You may be asking if there are any health concerns in South Africa you should know about – malaria, quality of water, Ebola, yellow fever, etc.
Vaccinations required for visiting South Africa
While there are no compulsory vaccinations for most visitors entering South Africa (note that a yellow fever vaccination certificate is required if arriving from some endemic regions), it is recommended for you to be covered against Tetanus and Diphtheria, Hepatitis A and Typhoid.
If you plan to travel to more rural areas or stay for an extended period, you may wish to consider vaccinations for Rabies and Hepatitis B.
Malaria areas in South Africa
Find out if you are visiting a malaria zone – this includes areas of Limpopo and Mpumalanga where Kruger and many game reserves are located – and consider taking malaria prophylaxis to minimise your risk. For more information on the malaria risk areas in South Africa, click here.
The National Institute for Communicable Diseases (NICD) also publishes alerts so you’re aware of any malaria outbreaks. It offers a comprehensive overview of malaria on its website.
Ebola in Africa
There are currently no cases, or suspected cases, of Ebola in South Africa, and you can be assured that it is a situation monitored closely by the Department of Health, National Institute for Communicable Diseases (NICD) and WHO.
NICD offers a detailed page on the disease on its website. It is important to note that the most recent outbreak of Ebola in the Democratic Republic of Congo is geographically nowhere near South Africa.
According to NICD, despite the low risk to South Africa, the health authorities are on high alert to detect and manage imported cases if these happen.
South Africa has a great deal of experience in diagnosing and managing viral haemorrhagic fevers and has the only BSL-4 high-security laboratory on the continent.

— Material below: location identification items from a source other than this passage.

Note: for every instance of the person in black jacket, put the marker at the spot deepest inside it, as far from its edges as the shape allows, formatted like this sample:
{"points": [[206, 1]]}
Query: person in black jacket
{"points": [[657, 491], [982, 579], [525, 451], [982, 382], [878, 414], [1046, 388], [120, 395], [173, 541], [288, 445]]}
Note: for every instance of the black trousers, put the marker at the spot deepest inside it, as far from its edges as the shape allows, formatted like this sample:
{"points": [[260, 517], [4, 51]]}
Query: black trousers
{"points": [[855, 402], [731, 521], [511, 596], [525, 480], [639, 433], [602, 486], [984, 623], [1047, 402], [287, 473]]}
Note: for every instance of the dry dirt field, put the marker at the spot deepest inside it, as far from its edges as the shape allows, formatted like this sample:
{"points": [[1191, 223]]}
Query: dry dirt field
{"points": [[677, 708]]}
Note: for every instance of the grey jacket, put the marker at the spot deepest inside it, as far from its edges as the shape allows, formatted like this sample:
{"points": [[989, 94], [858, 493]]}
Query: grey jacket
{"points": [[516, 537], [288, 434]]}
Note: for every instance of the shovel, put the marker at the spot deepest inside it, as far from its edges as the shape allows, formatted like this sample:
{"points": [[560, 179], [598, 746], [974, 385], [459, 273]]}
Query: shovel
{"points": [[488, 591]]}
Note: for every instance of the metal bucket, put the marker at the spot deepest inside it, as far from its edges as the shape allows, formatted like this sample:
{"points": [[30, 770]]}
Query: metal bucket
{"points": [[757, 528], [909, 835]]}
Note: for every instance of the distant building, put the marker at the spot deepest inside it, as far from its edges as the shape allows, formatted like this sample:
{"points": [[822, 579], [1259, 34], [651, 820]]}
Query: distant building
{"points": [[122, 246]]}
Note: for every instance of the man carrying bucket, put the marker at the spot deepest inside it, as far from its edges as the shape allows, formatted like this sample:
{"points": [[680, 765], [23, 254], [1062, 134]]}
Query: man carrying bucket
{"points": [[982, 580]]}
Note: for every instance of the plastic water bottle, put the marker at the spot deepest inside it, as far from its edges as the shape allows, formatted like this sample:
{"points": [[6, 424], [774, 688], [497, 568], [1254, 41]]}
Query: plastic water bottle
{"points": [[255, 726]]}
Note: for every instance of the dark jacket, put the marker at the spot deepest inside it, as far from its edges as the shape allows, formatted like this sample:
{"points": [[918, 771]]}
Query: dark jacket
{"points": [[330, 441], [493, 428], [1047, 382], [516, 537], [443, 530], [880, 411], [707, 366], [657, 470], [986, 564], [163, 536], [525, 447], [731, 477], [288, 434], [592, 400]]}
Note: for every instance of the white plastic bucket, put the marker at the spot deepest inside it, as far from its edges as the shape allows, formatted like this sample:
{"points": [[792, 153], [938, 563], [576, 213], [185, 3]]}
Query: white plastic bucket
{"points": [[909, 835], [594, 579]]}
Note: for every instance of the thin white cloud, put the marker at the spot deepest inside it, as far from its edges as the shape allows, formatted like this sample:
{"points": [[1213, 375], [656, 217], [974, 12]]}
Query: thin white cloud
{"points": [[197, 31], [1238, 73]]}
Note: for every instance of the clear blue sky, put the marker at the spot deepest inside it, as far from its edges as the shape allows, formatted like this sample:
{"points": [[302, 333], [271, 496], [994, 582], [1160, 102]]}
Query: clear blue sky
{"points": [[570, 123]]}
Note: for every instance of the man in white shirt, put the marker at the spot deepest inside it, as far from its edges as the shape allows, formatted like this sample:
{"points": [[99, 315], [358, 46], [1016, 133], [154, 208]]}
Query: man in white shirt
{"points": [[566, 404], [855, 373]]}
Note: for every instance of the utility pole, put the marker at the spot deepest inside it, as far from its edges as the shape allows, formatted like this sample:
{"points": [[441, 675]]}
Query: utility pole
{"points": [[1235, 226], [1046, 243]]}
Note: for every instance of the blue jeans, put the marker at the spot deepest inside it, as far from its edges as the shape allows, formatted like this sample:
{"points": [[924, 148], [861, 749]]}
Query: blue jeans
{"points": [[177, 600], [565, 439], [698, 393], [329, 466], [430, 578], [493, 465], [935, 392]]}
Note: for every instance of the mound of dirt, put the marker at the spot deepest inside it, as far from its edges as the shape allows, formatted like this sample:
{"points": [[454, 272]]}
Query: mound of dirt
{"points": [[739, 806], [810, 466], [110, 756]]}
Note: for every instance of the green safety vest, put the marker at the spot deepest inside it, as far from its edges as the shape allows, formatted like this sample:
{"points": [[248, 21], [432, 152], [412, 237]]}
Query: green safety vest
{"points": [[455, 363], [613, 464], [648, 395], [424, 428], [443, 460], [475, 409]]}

Quality of water in South Africa
The public water supply in South Africa is largely high quality and safe for human consumption, reports the Department of Water Affairs. Our water is generally safe to drink straight from the tap, but if you have any health concerns in South Africa regarding the quality of our water, you can follow these handy guidelines.
Also important to note is that water is a very precious resource in South Africa. You will have read much in the news about the drought in Cape Town, which has come to an end with dams at over 80%. That said, however, locals are still using water responsibly and would like to encourage visitors to #savelikealocal and be cautious about any water wastage.